An embodiment will be explained based on FIGS. 1 to 4. The tool mounting surface of the turret 3 has at least +-2 in the direction passing through the center of the turret.
A touch sensor 23 is installed which outputs a touch signal in both directions and outputs the signal at the same position in both directions. Also, the headstock 2
The main shaft 21, which is supported by a shaft 0 and has a chuck 22 fitted to its tip, has a known structure that allows the C-axis to be moved out to the side at any angle.

To correct the error in the Y-axis direction of the turret 3 of the tool post 2, move the rotary tool T to the normal machining position (turret indexing position).
Index and clamp the workpiece W to drill a hole in the center of the end face ring. Move the main spindle 21 to the C-axis side and place it on the tool rest 3 side at 90'.
The zero-rotation tool T, which is rotated so that the position in the Y-axis direction overlaps with the X-axis direction, is changed to a touch sensor 23 and indexed and clamped at a processing position. First, the touch sensor 23 is brought into contact with the inner diameter end of the hole Wa in the +X-axis direction by controlling the blade holder 3 along the X-axis. Using this contact signal, the NC device reads the X-axis position A from the origin 01.Next, it controls the movement of the tool post 3 in the -X-axis direction to bring the touch sensor 23 into contact with the inner diameter end on the opposite side of the hole Wa. . The NC device reads the X-axis position B from the origin 01 using this contact signal. The NC device calculates the origin offset Iy from the origin 01 by calculation A-(A+B)/2, and sets the position 202 offset by y amount in the Y-axis direction as a new machining origin in the Y-axis direction.

Effects Since the present invention is configured as described above, the present invention has the following effects.

By using a touch sensor or measuring device installed on the tool rest that can send contact signals in 1-2 directions and the NCi function of this machine, you can easily measure the Y-axis direction while the workpiece is attached to the machine, without requiring any special measuring equipment. Center misalignment correction can be easily performed, and machining accuracy can be stabilized.

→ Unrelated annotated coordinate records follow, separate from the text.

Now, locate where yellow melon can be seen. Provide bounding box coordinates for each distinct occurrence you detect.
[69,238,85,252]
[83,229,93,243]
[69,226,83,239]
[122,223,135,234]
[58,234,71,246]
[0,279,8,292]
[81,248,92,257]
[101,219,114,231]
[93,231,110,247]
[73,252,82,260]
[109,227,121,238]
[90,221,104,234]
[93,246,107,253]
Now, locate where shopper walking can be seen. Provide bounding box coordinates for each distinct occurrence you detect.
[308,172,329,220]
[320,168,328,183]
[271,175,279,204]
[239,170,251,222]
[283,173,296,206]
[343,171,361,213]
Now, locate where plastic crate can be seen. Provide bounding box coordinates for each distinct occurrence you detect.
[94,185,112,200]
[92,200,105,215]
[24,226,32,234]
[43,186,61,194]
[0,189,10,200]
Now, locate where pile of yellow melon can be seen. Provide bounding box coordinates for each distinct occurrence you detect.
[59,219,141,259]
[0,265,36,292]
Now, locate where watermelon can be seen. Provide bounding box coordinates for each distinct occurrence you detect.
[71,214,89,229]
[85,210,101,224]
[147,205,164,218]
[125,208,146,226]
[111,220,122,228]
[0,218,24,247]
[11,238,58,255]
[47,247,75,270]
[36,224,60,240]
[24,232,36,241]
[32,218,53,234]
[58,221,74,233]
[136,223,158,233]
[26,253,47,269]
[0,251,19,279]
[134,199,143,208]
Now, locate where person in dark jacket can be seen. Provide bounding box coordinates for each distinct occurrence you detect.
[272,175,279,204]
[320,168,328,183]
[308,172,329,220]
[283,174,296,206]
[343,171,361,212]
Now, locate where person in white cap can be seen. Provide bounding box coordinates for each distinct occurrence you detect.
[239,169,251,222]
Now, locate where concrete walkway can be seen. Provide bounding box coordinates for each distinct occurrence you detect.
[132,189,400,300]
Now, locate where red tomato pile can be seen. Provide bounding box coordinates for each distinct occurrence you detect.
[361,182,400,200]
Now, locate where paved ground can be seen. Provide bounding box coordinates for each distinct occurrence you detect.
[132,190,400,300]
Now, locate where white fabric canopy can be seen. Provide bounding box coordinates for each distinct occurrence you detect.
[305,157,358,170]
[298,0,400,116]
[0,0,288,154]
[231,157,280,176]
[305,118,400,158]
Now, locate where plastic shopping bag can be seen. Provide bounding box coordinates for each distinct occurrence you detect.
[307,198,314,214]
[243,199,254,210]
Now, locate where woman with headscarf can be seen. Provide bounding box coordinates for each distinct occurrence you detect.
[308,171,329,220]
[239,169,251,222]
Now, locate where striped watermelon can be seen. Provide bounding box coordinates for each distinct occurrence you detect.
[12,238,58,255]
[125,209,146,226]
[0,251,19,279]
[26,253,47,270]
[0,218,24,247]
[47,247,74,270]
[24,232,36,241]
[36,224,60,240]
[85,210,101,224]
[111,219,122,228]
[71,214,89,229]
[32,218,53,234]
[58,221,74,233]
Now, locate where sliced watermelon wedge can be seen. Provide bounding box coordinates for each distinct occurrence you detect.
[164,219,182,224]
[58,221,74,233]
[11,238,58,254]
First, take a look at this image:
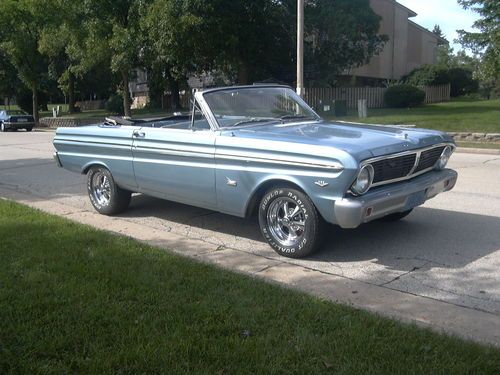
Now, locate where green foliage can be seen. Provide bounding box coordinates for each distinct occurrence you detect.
[326,95,500,133]
[458,0,500,97]
[104,95,124,115]
[0,49,18,104]
[402,61,479,97]
[448,68,479,98]
[384,85,425,108]
[0,0,50,122]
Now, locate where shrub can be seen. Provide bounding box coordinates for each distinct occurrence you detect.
[104,95,124,115]
[402,65,450,87]
[385,85,425,108]
[448,68,479,97]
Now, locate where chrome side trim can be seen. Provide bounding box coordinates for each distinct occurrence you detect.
[359,142,457,188]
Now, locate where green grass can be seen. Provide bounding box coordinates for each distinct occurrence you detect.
[0,200,500,374]
[328,99,500,133]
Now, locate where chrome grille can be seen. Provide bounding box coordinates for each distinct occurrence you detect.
[371,154,417,184]
[415,146,445,172]
[363,144,455,186]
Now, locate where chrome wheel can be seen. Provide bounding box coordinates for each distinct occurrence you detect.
[92,172,111,206]
[267,197,306,246]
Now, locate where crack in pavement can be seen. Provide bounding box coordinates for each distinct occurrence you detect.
[483,158,500,164]
[378,263,427,287]
[410,275,500,303]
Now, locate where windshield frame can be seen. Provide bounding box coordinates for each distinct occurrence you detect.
[195,85,322,130]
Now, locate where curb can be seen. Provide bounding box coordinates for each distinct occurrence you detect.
[456,147,500,155]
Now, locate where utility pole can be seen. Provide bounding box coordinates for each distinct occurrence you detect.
[297,0,304,96]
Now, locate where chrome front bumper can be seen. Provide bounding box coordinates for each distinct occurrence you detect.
[334,169,458,228]
[4,121,35,129]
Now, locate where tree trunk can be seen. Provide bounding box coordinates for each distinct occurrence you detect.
[122,71,132,117]
[68,73,75,113]
[170,79,181,111]
[31,82,40,126]
[238,62,248,85]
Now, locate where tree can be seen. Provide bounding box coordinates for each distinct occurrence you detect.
[0,0,47,123]
[458,0,500,96]
[82,0,149,116]
[39,0,91,113]
[0,50,22,105]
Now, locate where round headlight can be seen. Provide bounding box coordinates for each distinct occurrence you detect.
[436,146,453,170]
[351,164,374,195]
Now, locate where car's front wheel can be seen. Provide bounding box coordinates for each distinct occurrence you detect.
[87,166,131,215]
[259,187,322,258]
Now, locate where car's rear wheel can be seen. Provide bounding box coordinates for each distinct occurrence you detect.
[259,187,323,258]
[87,166,131,215]
[381,209,413,221]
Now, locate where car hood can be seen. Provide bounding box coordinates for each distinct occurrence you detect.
[223,121,453,160]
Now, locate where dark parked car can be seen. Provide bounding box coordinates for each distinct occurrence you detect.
[0,110,35,132]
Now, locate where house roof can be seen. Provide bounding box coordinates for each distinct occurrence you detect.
[408,20,450,44]
[389,0,418,17]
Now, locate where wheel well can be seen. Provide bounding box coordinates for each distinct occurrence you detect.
[245,180,306,217]
[82,163,109,174]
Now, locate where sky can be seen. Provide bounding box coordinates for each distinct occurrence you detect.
[397,0,478,51]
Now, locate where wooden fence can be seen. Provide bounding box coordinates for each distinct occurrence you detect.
[304,84,450,109]
[423,83,451,104]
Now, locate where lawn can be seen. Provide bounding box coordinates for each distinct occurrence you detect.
[326,99,500,133]
[0,200,500,374]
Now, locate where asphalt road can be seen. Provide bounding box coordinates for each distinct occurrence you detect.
[0,132,500,334]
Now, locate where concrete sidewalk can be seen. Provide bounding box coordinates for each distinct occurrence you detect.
[0,132,500,346]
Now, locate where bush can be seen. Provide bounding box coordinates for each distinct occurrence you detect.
[448,68,479,97]
[402,65,479,97]
[104,95,124,115]
[385,85,425,108]
[402,65,450,87]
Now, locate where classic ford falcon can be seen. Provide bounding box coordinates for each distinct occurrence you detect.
[54,85,457,258]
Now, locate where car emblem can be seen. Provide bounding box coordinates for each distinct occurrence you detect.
[226,177,238,186]
[315,181,330,187]
[387,160,398,168]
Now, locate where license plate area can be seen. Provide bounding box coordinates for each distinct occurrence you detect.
[405,190,427,210]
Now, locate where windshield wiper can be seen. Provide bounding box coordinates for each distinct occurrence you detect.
[280,115,316,121]
[230,117,278,128]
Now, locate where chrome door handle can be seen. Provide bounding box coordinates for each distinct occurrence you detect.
[132,130,146,138]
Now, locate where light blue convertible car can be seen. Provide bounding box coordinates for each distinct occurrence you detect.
[54,85,457,258]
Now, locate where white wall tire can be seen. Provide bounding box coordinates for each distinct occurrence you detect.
[87,166,131,216]
[259,187,323,258]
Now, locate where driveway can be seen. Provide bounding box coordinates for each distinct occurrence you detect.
[0,132,500,345]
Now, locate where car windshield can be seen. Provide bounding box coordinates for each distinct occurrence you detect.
[203,87,319,128]
[6,109,26,116]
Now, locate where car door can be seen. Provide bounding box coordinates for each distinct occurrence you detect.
[132,108,217,209]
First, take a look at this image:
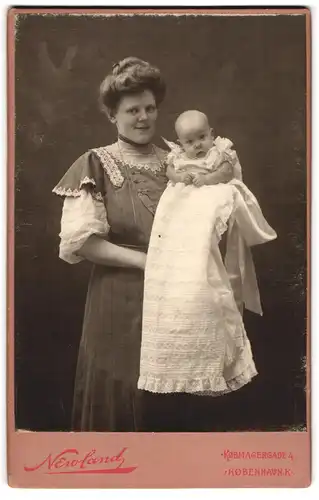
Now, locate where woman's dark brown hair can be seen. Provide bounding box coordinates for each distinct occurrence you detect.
[99,57,166,115]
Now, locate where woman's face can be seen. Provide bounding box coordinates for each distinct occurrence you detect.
[111,90,157,144]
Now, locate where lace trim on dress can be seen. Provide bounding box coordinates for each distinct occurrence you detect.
[92,146,124,187]
[52,185,103,201]
[138,365,257,396]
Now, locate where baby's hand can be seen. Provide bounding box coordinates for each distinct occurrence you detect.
[183,173,193,185]
[193,174,205,187]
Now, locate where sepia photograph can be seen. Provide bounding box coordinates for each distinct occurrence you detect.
[9,8,310,488]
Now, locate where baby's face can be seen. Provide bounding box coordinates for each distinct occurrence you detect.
[178,116,214,158]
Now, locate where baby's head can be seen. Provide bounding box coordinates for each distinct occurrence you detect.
[175,110,214,158]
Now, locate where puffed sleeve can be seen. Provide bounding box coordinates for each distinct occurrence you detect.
[53,152,110,264]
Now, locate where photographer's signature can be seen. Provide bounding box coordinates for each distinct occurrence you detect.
[24,448,137,474]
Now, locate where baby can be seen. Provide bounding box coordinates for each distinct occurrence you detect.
[165,110,234,187]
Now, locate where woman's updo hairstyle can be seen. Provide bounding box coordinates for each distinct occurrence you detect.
[99,57,166,115]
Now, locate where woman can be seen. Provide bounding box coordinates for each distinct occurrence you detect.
[53,57,232,432]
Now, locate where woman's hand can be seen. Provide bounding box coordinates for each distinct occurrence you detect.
[193,174,206,187]
[181,173,194,186]
[77,234,146,271]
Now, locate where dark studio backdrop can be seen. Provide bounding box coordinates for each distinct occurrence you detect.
[15,14,307,431]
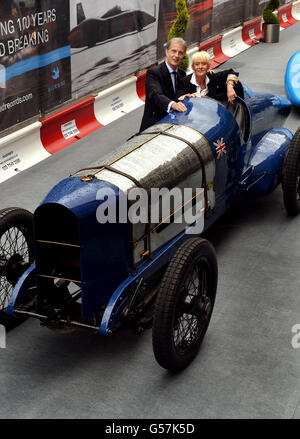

[Brief explanation of the drawing]

Fig. 1 is an explanatory front view of the lathe, Fig. 2 is an A-A view of Fig. 1, Fig. 3 is an explanatory view showing the talent of the tool post, the clamp mechanism and drive system for rotating the tool shaft and turret, FIG. 4 is a diagram showing the position of the tool post during drilling, and FIG. 5 is a measurement diagram for a slant head lathe. 2...Turret tool post 3...Turret 21...Main shaft 23...Tanchi sensor T...Rotary tool W...
workpiece

Claims (1)

[Claims] (1) Drill a hole in the center of the end face of the workpiece using the rotating tool on the turret, rotate the workpiece 90° in the X-axis direction, and measure the hole diameter end position in the X-axis direction using a measuring instrument installed on the tool rest. A method for correcting misalignment in the Y-axis direction of a turret tool post, characterized in that the displacement amount of the Y-axis origin with respect to the machining origin is determined from the hole center position determined from the measured value.